An apparatus for trimming scrap from a blank 10 is provided including a clamping pad 12 holding a blank 14 against a steady blade 16. A moving blade 18 with a radius 24 works in combination with a support element 30,in communication with the scrap 26, to reduce defects in the blank 14 associated with the trimming process.

Description

TECHNICAL FIELD

[0001] The present invention relates generally to an apparatus for trimming metal and more particularly to an apparatus for trimming metal that reduces defects.

BACKGROUND

[0002] Modern product design and manufacturing often utilizes a wide variety of materials. Where once low carbon steel predominated, a variety of new materials such as aluminum alloys are now being utilized. These new materials, often are capable of reducing weight, increasing strength and improving product efficiency. Although such alternative materials may provide a variety of benefits in product manufacturing and design, these same materials may present difficulties when subjected to manufacturing processes originally designed for low carbon steel.

[0003] One such manufacturing area where difficulties may arise is in trimming operations. Alternative materials such as aluminum alloys can demonstrate different technological behavior due to differences in mechanical and surface properties and mass density when subjected to trimming operations. These difficulties may give rise to defects arising directly from the trimming process or arising from later operations due to effects caused by the trimming process.

[0004] One defect known to arise directly from the trimming process is the generation slivers. The generation of slivers, and similar problem finishes, is highly undesirable as such slivers may get attached to the blank surface and distributed to the dies following the trimming operation. The accumulation of slivers on both these dies and the blank surfaces can result in an unacceptable surface finish when the blank is subjected to press operations. The press operations can cause the slivers located on either the dies or the blanks to be forced into the blank surface.

[0005] Known systems for dealing with such slivers commonly focus on the removal of the slivers from the dies and the blanks rather than prevention of sliver generation. The removal of slivers from the dies and the blanks can be time-consuming and expensive. Often the cleaning of dies requires the interruption of automated stamping processes, which is highly undesirable. Furthermore, close visual inspection of a part surface finish is often required and additional metal work may be required to repair indentations caused by the slivers. These processes add to the cost and time of product manufacture and may lead to an increase in the number of parts that must be scrapped if repair is not feasible.

[0006] Another approach to the elimination slivers, has been to attempt to increase the accuracy of the alignment of the upper and lower trimming steels. One such standard, that attempts to reduce the problem, requires the gap between the shearing edges to be 10% of the material thickness or less. This standard, however, can translate into gaps of less than 0.1 mm for some sheet metals. Other approaches have further limited the gap to even smaller percentages of material thickness and thereby further decrease the gap.
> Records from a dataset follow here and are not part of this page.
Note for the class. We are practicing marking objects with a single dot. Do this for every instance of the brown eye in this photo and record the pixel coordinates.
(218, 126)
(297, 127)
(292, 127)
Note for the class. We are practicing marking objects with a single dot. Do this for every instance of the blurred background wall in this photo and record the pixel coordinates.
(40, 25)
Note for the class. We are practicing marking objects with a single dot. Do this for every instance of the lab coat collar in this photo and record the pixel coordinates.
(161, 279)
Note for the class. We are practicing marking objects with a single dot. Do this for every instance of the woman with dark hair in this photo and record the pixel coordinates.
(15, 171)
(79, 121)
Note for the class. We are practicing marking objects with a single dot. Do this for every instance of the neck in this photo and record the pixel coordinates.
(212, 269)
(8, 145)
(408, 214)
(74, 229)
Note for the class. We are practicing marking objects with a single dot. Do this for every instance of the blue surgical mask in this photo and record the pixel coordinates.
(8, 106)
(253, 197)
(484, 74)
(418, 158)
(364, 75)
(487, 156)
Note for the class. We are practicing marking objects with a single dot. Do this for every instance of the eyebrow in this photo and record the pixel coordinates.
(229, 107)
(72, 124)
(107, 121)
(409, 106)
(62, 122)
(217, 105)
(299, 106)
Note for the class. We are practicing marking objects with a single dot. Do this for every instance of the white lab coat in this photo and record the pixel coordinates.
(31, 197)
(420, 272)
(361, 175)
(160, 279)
Unfortunately, the tolerances required by such standards often exceed the capabilities of many trim dies and can still result in the production of slivers. This may result in time consuming and expensive procedures that may still fail to eliminate the production of slivers.

[0007] A second defect that may arise directly in the trimming operation is the production of burrs. Burrs are known to decrease the quality and accuracy of stamped parts and are the sources of potential splits in following operations. Again, current standards attempt to limit the production of burrs through accurate alignment of the upper and lower trimming steels. These standards attempt to minimize the gap between the shearing edges to 10% of the material thickness. Other methods suggest even smaller reduction in gap such as 0-5% of the material thickness. Again, such tolerances may be beyond the capabilities of many trim dies.

[0008] In addition to those defects arising directly from the trimming operations, defects can arise in later operations such as hemming and flanging operations. These later arising defects often can be traced back to results from the trimming operation. Irregular trim surfaces can result in splits when the trimmed blank is later subjected to hemming or flanging. The production of these post trim defects can add to additional repair and may lead to an increase in the number of parts that must be scrapped if repair is not feasible.

[0009] Instead of attempting to repair defects after their production or reduce defects by impractical procedures, it would be more efficient and cost effective to improve the trimming process. A reduction in burr, sliver, and split production would decrease costs, reduce manufacturing time, improve surface finish and reduce scrap. It would, therefore, be desirable to have an apparatus for trimming that reduced the production of defects during the trimming process.

SUMMARY OF THE INVENTION

[0010] It is, therefore, an object of the present invention to provide an apparatus for trimming metal that reduces the generation of defects during operation.

[0011] In accordance with the object of the present invention, an apparatus for trimming scrap off a blank is provided. The apparatus for trimming scrap includes a steady blade and a clamping pad. The clamping pad holds a blank against the steady blade. A moving blade, including a radius adapted to reduce defects in the blank, moves past the steady blade to trim scrap off the blank. A support element is in communication with the scrap and is adapted to reduce defects in the blank associated with the trimming process.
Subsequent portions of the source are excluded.